It's a non-profit organisation set up in 2001 to support France's cheese makers and retailers and help them "educate the public and the industry in general".
And for the sixth year in a row it has produced a calendar giving cheese rather a different angle.
It is, as the Association describes on its website, both "cheeky and sexy" (there's no denying that) with the 12 pinup girls striking poses which apparently follow the course of French history throughout the centuries from the Middle Ages to the present day.
The intention, according to the Association is to "celebrate not only the role of women in the tradition of cheese-making but also to emphasise the importance of France's gastronomic heritage in which cheese has played an important part."
Of course in France wine and food are an integral to the country's history and culture and that was undoubtedly very much in the minds of Unesco experts last week when they decided to recognise French gastronomy as a world treasure.
And cheese is undeniably an essential part of that gastronomic heritage.
France is well known for the diversity and number of cheeses, and there are plenty of quotes to back up that up including most famously former president Charles de Gaulle's 1962 quote, "How can you govern a country which has 246 varieties of cheese?"

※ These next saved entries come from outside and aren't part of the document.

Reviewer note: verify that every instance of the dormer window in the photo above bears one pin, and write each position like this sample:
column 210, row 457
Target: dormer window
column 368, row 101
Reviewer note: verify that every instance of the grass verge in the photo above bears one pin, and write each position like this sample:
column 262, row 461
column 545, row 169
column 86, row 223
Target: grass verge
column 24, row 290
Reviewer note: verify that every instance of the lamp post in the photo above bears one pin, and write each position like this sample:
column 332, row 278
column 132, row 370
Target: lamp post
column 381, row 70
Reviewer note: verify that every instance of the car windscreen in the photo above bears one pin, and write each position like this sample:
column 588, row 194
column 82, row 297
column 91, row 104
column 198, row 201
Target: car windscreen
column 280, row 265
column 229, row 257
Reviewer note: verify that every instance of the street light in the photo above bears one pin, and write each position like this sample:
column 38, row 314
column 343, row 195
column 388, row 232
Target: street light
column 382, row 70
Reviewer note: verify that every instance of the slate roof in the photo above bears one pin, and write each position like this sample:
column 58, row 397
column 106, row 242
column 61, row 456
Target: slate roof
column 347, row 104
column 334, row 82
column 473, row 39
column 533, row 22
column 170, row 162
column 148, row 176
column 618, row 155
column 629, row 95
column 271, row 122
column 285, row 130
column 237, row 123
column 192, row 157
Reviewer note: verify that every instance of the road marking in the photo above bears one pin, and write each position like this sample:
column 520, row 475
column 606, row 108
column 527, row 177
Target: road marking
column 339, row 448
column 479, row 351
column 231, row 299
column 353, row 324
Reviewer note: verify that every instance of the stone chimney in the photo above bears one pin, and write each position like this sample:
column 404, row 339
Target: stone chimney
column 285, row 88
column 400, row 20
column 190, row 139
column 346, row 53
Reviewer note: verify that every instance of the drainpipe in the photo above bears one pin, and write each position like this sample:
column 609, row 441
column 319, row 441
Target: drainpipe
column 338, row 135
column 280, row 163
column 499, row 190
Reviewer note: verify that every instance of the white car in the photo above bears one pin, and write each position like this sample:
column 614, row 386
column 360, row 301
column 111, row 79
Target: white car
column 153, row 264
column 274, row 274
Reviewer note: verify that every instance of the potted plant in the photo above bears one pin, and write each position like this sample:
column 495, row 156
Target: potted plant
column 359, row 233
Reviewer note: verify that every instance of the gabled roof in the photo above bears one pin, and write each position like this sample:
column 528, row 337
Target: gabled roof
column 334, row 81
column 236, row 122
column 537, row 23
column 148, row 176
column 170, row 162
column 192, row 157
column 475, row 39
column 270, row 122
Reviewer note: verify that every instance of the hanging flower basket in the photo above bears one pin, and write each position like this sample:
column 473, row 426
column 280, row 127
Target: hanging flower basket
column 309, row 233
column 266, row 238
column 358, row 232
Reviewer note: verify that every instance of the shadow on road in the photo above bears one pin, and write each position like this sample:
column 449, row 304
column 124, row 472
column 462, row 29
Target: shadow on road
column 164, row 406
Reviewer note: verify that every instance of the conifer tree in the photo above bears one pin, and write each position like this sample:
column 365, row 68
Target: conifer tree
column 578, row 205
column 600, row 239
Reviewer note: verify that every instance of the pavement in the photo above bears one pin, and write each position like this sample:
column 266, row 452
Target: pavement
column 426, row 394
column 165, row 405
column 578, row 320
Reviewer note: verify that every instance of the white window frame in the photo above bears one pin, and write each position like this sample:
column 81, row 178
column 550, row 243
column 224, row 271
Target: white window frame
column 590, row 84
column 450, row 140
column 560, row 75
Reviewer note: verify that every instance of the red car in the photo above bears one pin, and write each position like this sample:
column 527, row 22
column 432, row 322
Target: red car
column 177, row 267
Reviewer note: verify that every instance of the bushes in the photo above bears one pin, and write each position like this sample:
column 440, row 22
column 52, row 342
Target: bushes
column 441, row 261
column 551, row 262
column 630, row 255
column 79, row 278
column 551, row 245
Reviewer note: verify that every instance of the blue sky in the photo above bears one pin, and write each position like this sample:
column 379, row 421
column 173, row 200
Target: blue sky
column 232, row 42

Proceeds from the sales of the 2011 calendar will help the Association (in its own words) "to continue the fight to maintain biodiversity, which guarantees the beauty of our land and the quality of our cheeses."
It puts forward a whole argument about independence, freedom of speech and the threat to France's small producers of high quality cheeses from multinationals flooding the domestic market with cheaper alternatives (you can read all about it on the website).
Screenshot from YouTube, "Making of the 2010 calendar"
But is the Association's claim that its calendar "promotes the art of the French life style" really anything more than jumping on the "sex sells" bandwaggon as a way of the ends justifying the means?
After all the link between Géraldine Gruyère, Estelle Livarot, Adeline Camembert and the nine other lasses is pretty flimsy (apart from the creative surnames) if not downright non-existent to say the least.
Still it isn't the first time, and certainly won't be the last, that an image of a pretty woman is used that has little or nothing to do with the product or service that is being promoted.
The calendar can be purchased from the modest price of €18.75 from the Association's website.